Ce procès a été le premier en Belgique à mettre en lumière le sort réservé aux métis nés dans les anciennes colonies belges (Congo, Rwanda, Burundi). La plupart d’entre eux n’étaient pas reconnus par leur père, et ne devaient se mêler ni aux Blancs, ni aux Africains.

Les cinq plaignantes : Simone Ngalula, Monique Bitu Bingi, Léa Tavares Mujinga, Noëlle Verbeken et Marie-José Loshi  ont été retirées de force à leurs familles  maternelles à l’âge de deux, trois ou quatre ans, pour être placées dans des institutions généralement gérées par l’Église catholique, où elles disent avoir été victimes de mauvais traitements.
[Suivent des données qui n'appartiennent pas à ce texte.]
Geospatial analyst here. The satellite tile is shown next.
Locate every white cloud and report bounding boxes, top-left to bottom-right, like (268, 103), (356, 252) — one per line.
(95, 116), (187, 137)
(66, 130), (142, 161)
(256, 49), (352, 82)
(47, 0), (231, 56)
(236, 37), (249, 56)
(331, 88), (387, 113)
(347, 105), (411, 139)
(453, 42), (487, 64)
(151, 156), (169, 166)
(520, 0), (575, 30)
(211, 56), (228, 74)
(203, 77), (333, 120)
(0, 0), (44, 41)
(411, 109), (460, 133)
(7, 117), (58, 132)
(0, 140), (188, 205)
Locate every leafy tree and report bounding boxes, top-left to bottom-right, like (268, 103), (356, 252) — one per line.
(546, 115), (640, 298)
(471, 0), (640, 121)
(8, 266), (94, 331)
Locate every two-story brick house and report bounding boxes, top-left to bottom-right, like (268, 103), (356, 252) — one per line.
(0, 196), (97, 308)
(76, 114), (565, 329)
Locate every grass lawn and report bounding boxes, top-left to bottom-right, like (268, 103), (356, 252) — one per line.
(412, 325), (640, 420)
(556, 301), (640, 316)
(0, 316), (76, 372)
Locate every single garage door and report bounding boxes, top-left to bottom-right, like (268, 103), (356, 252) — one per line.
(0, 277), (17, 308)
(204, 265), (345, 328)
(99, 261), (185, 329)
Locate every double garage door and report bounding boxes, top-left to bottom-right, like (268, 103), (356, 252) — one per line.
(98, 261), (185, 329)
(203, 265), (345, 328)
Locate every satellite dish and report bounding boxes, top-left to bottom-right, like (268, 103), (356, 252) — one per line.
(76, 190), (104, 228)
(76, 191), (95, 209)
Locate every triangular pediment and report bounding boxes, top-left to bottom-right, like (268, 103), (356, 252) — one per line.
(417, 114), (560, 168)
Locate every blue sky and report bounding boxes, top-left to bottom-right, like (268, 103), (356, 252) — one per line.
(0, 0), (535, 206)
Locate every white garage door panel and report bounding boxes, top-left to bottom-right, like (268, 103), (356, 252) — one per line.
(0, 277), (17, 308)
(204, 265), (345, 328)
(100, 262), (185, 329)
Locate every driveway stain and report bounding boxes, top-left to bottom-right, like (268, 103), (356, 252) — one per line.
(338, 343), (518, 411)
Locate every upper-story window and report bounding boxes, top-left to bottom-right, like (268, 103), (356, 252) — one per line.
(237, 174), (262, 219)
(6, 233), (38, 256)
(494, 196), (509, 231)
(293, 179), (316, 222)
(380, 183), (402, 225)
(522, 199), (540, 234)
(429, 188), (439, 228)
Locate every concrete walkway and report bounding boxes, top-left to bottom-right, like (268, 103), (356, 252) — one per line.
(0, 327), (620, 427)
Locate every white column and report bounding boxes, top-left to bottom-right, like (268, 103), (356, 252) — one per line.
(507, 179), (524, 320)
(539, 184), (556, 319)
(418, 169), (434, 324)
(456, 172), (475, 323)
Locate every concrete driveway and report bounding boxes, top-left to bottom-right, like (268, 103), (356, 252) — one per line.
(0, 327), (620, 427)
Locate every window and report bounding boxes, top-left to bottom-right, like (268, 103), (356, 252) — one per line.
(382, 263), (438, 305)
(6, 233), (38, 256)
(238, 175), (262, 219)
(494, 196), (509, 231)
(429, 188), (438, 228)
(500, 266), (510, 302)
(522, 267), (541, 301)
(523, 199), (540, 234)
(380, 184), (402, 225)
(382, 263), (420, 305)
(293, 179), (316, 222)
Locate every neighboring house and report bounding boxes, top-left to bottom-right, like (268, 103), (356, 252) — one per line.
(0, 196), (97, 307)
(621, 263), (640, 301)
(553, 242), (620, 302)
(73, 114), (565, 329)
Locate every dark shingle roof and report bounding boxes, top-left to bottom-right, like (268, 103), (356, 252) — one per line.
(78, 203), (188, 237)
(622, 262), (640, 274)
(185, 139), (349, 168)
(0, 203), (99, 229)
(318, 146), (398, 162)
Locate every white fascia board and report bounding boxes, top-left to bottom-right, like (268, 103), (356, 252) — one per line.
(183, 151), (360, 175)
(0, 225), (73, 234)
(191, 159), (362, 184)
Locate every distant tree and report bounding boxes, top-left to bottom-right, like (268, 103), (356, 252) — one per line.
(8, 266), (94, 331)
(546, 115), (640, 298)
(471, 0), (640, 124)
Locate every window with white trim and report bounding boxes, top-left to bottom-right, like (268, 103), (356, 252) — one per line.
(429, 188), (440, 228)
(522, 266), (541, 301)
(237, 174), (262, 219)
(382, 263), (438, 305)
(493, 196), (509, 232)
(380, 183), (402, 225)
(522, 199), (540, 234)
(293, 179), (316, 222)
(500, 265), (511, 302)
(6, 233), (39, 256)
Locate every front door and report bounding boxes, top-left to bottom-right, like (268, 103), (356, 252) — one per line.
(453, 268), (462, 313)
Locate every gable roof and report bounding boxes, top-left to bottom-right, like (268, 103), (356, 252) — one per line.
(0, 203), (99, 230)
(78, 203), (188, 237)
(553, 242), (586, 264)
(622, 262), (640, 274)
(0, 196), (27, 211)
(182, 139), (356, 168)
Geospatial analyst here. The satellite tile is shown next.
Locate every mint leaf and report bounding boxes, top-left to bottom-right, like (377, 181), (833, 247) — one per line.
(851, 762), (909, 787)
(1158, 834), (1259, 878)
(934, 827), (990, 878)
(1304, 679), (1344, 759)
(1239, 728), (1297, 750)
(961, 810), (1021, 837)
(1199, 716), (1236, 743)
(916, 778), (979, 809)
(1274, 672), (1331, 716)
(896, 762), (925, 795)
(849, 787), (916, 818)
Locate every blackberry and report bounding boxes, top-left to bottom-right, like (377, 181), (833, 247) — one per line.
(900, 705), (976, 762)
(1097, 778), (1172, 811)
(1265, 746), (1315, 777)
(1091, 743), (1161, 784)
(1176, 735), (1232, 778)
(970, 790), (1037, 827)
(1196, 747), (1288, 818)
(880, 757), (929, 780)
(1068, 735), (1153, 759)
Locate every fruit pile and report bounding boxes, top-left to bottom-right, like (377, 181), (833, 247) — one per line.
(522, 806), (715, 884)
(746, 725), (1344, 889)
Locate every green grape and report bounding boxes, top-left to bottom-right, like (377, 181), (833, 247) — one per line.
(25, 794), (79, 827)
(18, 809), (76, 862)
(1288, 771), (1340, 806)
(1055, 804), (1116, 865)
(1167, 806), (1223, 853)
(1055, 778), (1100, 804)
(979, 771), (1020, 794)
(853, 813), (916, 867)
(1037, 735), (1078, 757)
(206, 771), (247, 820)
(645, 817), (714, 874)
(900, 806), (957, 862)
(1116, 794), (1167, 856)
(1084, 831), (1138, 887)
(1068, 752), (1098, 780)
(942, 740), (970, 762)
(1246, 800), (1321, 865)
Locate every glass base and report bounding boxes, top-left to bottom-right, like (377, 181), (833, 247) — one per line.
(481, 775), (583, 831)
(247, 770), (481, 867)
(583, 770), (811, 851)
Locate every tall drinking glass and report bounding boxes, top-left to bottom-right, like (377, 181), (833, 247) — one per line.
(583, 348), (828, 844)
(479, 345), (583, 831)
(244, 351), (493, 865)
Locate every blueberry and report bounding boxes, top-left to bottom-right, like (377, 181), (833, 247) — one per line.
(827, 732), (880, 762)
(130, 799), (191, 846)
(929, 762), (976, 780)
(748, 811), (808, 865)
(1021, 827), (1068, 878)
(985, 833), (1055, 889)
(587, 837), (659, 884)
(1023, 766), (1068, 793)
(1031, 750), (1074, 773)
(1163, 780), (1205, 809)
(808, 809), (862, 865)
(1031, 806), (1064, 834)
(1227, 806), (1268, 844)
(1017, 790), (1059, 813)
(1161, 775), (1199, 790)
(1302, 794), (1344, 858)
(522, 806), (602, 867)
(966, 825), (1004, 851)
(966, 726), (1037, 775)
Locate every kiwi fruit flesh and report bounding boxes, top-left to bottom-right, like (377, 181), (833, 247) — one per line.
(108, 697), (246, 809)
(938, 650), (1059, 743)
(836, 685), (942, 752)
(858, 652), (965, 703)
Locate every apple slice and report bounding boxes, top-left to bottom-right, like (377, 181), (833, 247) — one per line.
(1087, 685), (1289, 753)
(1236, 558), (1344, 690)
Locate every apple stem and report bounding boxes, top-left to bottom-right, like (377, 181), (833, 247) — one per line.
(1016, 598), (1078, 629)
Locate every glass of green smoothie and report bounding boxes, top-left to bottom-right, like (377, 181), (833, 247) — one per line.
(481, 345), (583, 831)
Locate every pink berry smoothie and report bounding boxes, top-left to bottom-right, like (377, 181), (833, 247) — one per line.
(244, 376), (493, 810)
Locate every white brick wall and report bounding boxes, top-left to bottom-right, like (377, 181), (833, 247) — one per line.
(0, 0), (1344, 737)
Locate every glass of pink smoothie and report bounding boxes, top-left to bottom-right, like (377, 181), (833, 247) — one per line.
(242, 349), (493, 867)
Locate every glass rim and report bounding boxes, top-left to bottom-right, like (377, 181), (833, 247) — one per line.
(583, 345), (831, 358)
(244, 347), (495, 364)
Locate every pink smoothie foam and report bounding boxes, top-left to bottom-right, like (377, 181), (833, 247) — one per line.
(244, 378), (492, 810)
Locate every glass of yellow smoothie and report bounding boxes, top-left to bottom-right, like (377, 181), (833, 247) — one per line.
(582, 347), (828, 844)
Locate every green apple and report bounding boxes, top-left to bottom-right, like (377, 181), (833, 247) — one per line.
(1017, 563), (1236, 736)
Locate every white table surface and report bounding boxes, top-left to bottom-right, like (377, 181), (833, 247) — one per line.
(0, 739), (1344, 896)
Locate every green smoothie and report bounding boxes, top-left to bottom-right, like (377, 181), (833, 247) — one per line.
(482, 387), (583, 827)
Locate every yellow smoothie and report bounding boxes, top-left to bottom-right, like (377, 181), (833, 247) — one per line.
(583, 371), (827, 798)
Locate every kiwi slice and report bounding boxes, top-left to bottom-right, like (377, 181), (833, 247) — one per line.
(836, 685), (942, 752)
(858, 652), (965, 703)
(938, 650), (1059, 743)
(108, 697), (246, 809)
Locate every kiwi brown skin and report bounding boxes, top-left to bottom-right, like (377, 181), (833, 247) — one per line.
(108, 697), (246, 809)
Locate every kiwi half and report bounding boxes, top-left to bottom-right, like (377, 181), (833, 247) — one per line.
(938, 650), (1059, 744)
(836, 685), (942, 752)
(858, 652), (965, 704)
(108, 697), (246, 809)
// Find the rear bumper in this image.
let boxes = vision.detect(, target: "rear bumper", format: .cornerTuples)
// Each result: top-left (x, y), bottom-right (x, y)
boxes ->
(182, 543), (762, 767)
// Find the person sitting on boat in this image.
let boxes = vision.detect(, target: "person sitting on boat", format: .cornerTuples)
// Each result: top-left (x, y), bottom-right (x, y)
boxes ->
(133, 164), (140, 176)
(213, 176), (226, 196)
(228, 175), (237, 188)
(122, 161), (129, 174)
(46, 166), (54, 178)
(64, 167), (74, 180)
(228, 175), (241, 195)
L’une des plaignantes, Simone Ngalula, conduite à l’âge de deux ans avec sa fratrie dans un couvent, parce que sa mère, veuve, avait été jugée incapable de s’en occuper, a estimé que cet arrêt lui rendait enfin sa « dignité ».

Une victoire après un long combat

« Parce qu’à nos âges, va-t-on revenir à l’enfance pour recommencer la vie ? Non », a expliqué à l’AFP cette Belge de 74 ans. Sa « sœur » d’infortune, Léa Tavares Mujinga, 78 ans, placée dans la même institution qu’elle au Congo, s’est dite heureuse d’être « arrivée au bout d’un long combat« .

Selon leur défense, la pratique du placement forcé relevait de « la politique de ségrégation raciale et de rapts instaurée par l’État colonial » belge, et a privé ces enfants de leur identité. « Leur quête d’identité est encore à ce jour empêchée« , avait affirmé à l’audience en septembre Me Hirsch.

En 2019, le gouvernement belge avait reconnu la « ségrégation ciblée » subie par ces métis des ex-colonies, et déploré des « pertes d’identité » avec la séparation des fratries, y compris au moment des rapatriements en Belgique après l’indépendance du Congo.

Pour les plaignantes, ces excuses n’étaient pas suffisantes et devaient être suivies d’indemnisations. Dans leur requête, elles déploraient que « la loi de réparation tant attendue par les victimes n’ait jamais vu le jour ».

L’État belge a été le pouvoir colonial au Congo pendant un demi-siècle (1908-1960), après une première période d’occupation (1885-1908) durant laquelle le roi Léopold II avait fait de cet immense pays d’Afrique centrale sa propriété personnelle.